Citation(s) from the GunPolicy.org literature library
Alpers, Philip and Conor Twyford. 2003 ‘Stockpiles and Trafficking in the Pacific - Trade Within The Region.’ Small Arms in the Pacific; Occasional Paper No. 8, p. 9. Geneva: Small Arms Survey, the Graduate Institute of International and Development Studies, Geneva. 31 March
Relevant contents
Trade Within The Region
While total export volumes may be small, Australia still plays an important supplier role for many Pacific states. In 2000, it was responsible for most recorded deliveries of arms and ammunition to Fiji, Papua New Guinea, and Vanuatu. New Zealand plays a much smaller role, but is still one of the main exporters of commercial arms and ammunition to Tonga and Vanuatu. (3)

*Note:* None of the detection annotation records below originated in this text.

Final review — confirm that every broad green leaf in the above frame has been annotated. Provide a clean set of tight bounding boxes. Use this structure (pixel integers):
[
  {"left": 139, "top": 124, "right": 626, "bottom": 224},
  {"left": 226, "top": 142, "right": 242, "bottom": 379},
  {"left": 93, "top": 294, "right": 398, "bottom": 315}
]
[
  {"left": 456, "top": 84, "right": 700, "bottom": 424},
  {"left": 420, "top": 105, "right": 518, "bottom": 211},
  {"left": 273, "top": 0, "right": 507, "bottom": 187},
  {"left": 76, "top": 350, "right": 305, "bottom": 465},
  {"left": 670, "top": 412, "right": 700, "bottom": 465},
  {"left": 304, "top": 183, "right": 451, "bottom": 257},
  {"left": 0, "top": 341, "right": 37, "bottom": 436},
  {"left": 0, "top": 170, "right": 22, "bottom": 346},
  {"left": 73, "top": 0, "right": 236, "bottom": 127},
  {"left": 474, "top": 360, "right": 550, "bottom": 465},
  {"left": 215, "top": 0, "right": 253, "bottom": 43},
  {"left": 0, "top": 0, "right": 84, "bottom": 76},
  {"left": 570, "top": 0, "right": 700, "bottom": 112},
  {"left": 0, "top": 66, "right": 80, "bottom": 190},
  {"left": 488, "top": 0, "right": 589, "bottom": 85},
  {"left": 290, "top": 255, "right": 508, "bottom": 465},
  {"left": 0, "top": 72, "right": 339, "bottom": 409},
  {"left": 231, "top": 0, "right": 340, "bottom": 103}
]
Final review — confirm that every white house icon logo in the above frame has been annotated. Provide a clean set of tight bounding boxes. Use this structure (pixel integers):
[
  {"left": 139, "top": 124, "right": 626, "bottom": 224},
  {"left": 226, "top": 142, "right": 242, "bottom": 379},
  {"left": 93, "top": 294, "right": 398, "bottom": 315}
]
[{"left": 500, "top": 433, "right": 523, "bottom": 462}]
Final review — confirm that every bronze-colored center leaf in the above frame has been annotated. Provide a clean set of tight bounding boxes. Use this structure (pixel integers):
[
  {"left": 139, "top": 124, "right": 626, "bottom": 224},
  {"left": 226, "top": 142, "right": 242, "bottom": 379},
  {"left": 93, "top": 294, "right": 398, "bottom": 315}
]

Given their relative political and economic prominence, it might be expected that Australia and New Zealand would play a larger export role in the region. Broadly, though, their role is declining. In recent years, both countries have become increasingly wary of indirectly fuelling armed conflict on their own doorsteps, and consequently more cautious about granting export licences. (4)
Despite their own well-stocked official and private arsenals, both nations try, as states, to contribute more to arms control than to arms proliferation.
Sources cited:
3) Interview with Bob Lehmann, Australian Federal Police Liaison to the Vanuatu Police Force, Port Vila, 15 May 2002.

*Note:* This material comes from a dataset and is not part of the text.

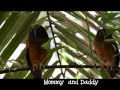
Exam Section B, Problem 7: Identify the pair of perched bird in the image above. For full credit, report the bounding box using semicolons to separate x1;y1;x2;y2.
26;25;119;79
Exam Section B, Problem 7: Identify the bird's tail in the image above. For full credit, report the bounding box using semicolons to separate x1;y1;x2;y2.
31;70;42;79
107;67;119;78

4) In 2001, for instance, the NZ Ministry of Foreign Affairs declined an application from Auckland-based company Tropical Exports to export 65,000 rounds of .22 calibre ammunition, as well as a number of rifles and shotguns to a Vanuatu gun dealer, Port Vila Hardware, because of concerns that the ammunition might have been diverted to neighbouring Solomon Islands (Capie, 2003).